# First Cockatiel - Stewie



## bigwaa (Mar 10, 2014)

*First Cockatiel - Stewie - Updated 1st post*

Me and my partner’s first cockatiel - Stewie - checking out the new view from his cage. 1 year old cinnamon (I think). Yes we had the wings clipped to start with. He can still fly fairly well from the couch to the cage about 3m.

Cheers

Added picture: Having dinner together.


----------



## TamaMoo (Jan 12, 2014)

He's gorgeous!


----------



## M'éanín's Mommy (Jan 20, 2014)

Beautiful bird....is he Cinnamon or Grey? I can't tell from lighting.


----------



## sunnysmom (Sep 23, 2011)

Very cute!


----------



## Bagheera (Feb 27, 2014)

He looks like a Grey to me 

Congrats on your new bird! I just got my first Cockatiel too!


----------



## SoCalTiels (Oct 8, 2013)

I can't quite tell either, looks almost cinnamon up towards the back of the neck a bit. What a pretty boy though! Congrats


----------



## brittbritt (Oct 25, 2008)

What a handsome bub you have.


----------



## bigwaa (Mar 10, 2014)

Cheers, guys Not dark enough to be a grey - but I am no expert. I will post a better pic sometime.


----------



## Vickitiel (Oct 10, 2012)

Welcome to the forum!

He's a cinnamon, not a grey. And a very handsome one too.


----------



## Renae (Feb 9, 2008)

Very cute, I love the Cinnamon mutation.


----------



## Mezza (Feb 19, 2013)

What a cutie! Yep, I am a sucker for cinnamons as well.


----------



## goose'smom (Jan 1, 2014)

Awww so cute! I love the name stewie!!


----------



## bigwaa (Mar 10, 2014)

goose'smom said:


> Awww so cute! I love the name stewie!!


Cheers  He's doing well although he sleeps in his food bowl.


----------



## Tisena (Sep 28, 2013)

bigwaa said:


> Cheers  He's doing well although he sleeps in his food bowl.

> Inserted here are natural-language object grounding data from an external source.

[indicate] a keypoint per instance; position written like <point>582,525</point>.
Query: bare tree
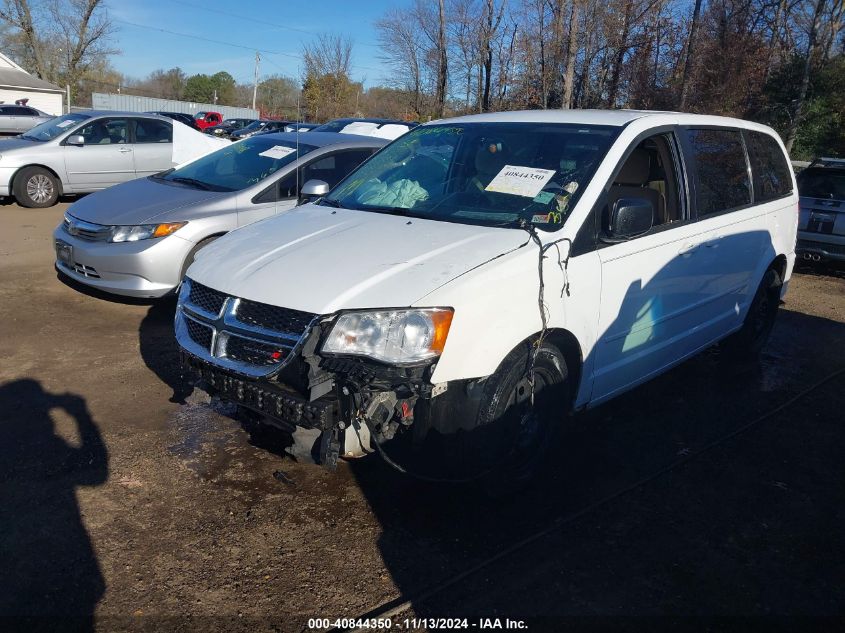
<point>442,62</point>
<point>62,39</point>
<point>812,36</point>
<point>690,56</point>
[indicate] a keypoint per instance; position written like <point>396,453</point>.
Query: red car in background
<point>207,119</point>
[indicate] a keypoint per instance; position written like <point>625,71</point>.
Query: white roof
<point>598,117</point>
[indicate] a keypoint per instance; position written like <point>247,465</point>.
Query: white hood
<point>320,259</point>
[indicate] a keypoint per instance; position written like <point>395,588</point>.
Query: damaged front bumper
<point>265,358</point>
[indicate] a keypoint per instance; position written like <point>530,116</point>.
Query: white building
<point>16,83</point>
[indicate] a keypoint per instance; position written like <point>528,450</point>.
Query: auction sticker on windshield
<point>277,151</point>
<point>520,181</point>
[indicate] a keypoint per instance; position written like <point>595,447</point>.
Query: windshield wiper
<point>199,184</point>
<point>388,210</point>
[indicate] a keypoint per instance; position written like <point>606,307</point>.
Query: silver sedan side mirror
<point>314,189</point>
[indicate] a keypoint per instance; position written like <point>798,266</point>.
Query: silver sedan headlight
<point>143,231</point>
<point>398,337</point>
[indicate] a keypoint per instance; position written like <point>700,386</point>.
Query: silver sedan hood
<point>320,259</point>
<point>140,201</point>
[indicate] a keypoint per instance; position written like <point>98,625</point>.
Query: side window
<point>721,172</point>
<point>770,171</point>
<point>106,132</point>
<point>152,131</point>
<point>334,167</point>
<point>650,174</point>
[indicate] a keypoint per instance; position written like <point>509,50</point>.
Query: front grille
<point>199,333</point>
<point>206,299</point>
<point>272,317</point>
<point>86,271</point>
<point>254,352</point>
<point>239,335</point>
<point>833,249</point>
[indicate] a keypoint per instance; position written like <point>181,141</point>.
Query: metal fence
<point>131,103</point>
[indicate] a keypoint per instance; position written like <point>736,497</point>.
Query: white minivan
<point>481,276</point>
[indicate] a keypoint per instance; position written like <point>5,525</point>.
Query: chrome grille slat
<point>210,324</point>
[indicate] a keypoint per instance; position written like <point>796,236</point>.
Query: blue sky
<point>145,46</point>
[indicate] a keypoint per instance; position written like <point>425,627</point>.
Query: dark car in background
<point>301,127</point>
<point>821,226</point>
<point>225,129</point>
<point>259,127</point>
<point>186,119</point>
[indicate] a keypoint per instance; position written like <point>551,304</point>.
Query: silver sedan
<point>83,152</point>
<point>137,239</point>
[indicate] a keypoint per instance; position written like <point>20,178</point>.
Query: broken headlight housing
<point>397,337</point>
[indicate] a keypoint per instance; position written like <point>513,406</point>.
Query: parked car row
<point>461,287</point>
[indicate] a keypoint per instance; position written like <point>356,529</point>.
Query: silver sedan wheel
<point>39,188</point>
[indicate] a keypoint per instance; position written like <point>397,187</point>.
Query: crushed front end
<point>266,358</point>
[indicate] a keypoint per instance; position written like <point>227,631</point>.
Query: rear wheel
<point>748,342</point>
<point>35,187</point>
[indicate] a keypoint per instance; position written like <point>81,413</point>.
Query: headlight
<point>392,336</point>
<point>143,231</point>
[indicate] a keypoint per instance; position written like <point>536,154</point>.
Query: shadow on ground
<point>49,571</point>
<point>746,529</point>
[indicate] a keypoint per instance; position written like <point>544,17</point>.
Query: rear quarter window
<point>772,174</point>
<point>721,172</point>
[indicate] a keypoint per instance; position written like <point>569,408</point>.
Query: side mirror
<point>629,217</point>
<point>313,189</point>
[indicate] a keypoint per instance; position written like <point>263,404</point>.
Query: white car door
<point>104,159</point>
<point>653,286</point>
<point>734,230</point>
<point>152,146</point>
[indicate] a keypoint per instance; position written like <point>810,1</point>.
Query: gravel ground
<point>128,502</point>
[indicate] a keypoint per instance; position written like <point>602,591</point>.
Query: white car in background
<point>382,128</point>
<point>87,151</point>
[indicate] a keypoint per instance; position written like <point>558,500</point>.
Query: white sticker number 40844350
<point>520,181</point>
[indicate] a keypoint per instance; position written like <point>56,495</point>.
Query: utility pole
<point>255,85</point>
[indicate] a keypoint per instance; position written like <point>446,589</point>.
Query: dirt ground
<point>127,502</point>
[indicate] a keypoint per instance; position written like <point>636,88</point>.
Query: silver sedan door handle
<point>688,249</point>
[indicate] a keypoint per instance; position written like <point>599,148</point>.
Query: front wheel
<point>512,436</point>
<point>35,188</point>
<point>749,340</point>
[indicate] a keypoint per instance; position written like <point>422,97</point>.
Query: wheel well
<point>568,345</point>
<point>45,168</point>
<point>779,265</point>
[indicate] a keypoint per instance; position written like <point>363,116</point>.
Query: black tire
<point>511,437</point>
<point>36,188</point>
<point>747,343</point>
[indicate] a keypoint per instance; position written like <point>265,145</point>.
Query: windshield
<point>495,174</point>
<point>822,182</point>
<point>239,165</point>
<point>49,130</point>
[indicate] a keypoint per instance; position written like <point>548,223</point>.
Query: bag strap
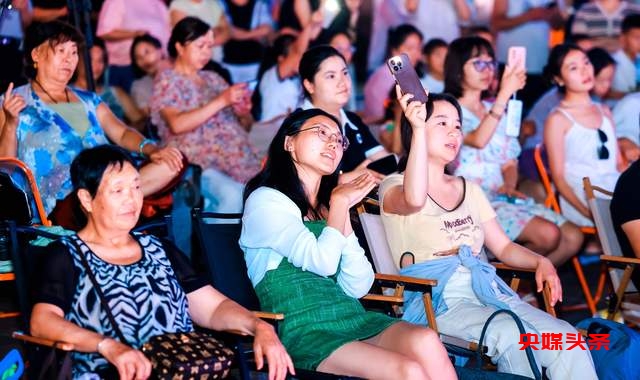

haha that's a young thing 

He's beautiful....and he looks like my Sammy! but non-pastelfaced haha same kind of markings though!


----------



## catalinadee (Jan 1, 2011)

He's beautiful


----------



## bigwaa (Mar 10, 2014)

> haha that's a young thing


Cheers for that advice. He is really coming along after 3 days happy to sit on your shoulder and is good with other people. Even sits on me and my parnter's chest and loves a scratch for hours.


----------



## nwoodrow (Feb 13, 2011)

here is a picture of a normal grey male (if it comes out correctly) hes darker than what your picture shows, the other picture was my white faced cinnamon pearl pair (rio the male may not look like it but when I got him he looked like the hen, lol)


----------



## bigwaa (Mar 10, 2014)

First post updated with picture.


----------



## nwoodrow (Feb 13, 2011)

theres too much interfering light to tell, my camera gives me a green hand for best photo, yellow for medioche, and red for bad, fuzzy, to much light in the way if the person who took the picture did it with the light behind them it might come out better


----------



## Janalee (Jul 25, 2012)

*Stewie*

What a pretty bird! I have never seen a cinnamon cockatiel. Is that mutation not available in the US?


----------